Jeff Reed’s Valentine’s Day: Even Lamer Than You’d Imagine

Posted in Gridiron, The Law at 11:15 am by

I’d love to find a way to blame the NBA All-Star Game and its culture of hip-hop music, bling and violence for Steelers kicker Jeff Reed’s criminal mischief citation Sunday morning in Pittsburgh. But I can’t find a way to do it, which is probably why Jason Whitlock is who he is, and I’m who I am.


Steelers kicker Jeff Reed was cited with criminal mischief and disorderly conduct after throwing a tantrum over an empty paper towel machine at a Westmoreland County convenience store, state police said.

Reed, 29, went into the men’s rest room at Sheetz on U.S. Route 22 in New Alexandria shortly before 3 a.m. Saturday.

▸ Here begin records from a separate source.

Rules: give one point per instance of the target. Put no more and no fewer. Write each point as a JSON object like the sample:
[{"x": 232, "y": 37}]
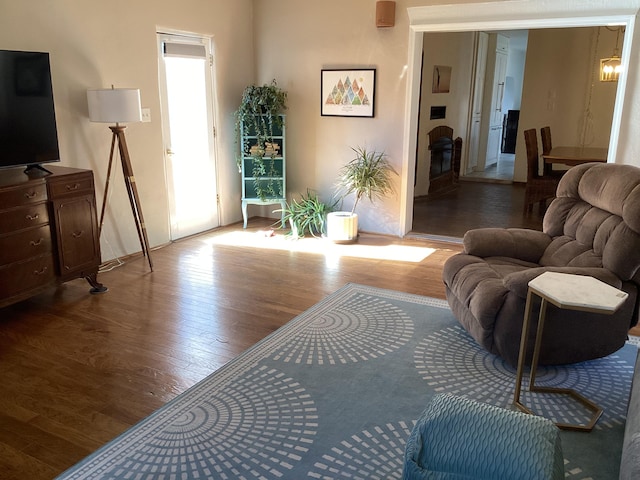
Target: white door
[
  {"x": 186, "y": 91},
  {"x": 480, "y": 67}
]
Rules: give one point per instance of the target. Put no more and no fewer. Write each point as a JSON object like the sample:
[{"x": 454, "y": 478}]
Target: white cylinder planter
[{"x": 342, "y": 227}]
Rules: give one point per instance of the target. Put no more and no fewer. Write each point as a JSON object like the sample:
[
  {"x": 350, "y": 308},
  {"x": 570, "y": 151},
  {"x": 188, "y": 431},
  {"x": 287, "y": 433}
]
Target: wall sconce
[
  {"x": 610, "y": 68},
  {"x": 385, "y": 14}
]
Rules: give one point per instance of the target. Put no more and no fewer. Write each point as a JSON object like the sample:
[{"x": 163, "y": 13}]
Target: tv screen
[{"x": 28, "y": 133}]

After discovering the paper towel dispenser in the bathroom was empty, Reed started banging on something from inside the bathroom, state police said. He damaged the towel dispenser.

When Reed left the bathroom, he spoke to a Sheetz employee using loud and profane language, according to police. He continued to use profane language outside the store, police said.

By no means would I say that my Valentine’s Day was perfect or anything, but I am glad that it didn’t end at 3am, with me jamming my bleached-blond head against a paper-towel dispenser in the bathroom of an establishment that serves something called “shmuffinz.” It sort of puts things in perspective.

One Response to “Jeff Reed’s Valentine’s Day: Even Lamer Than You’d Imagine”

  1. Pete Segall says:

    I’m just guessing here, but the wire service writer who got to describe this in the lede as “throwing a tantrum” probably really enjoyed that opportunity.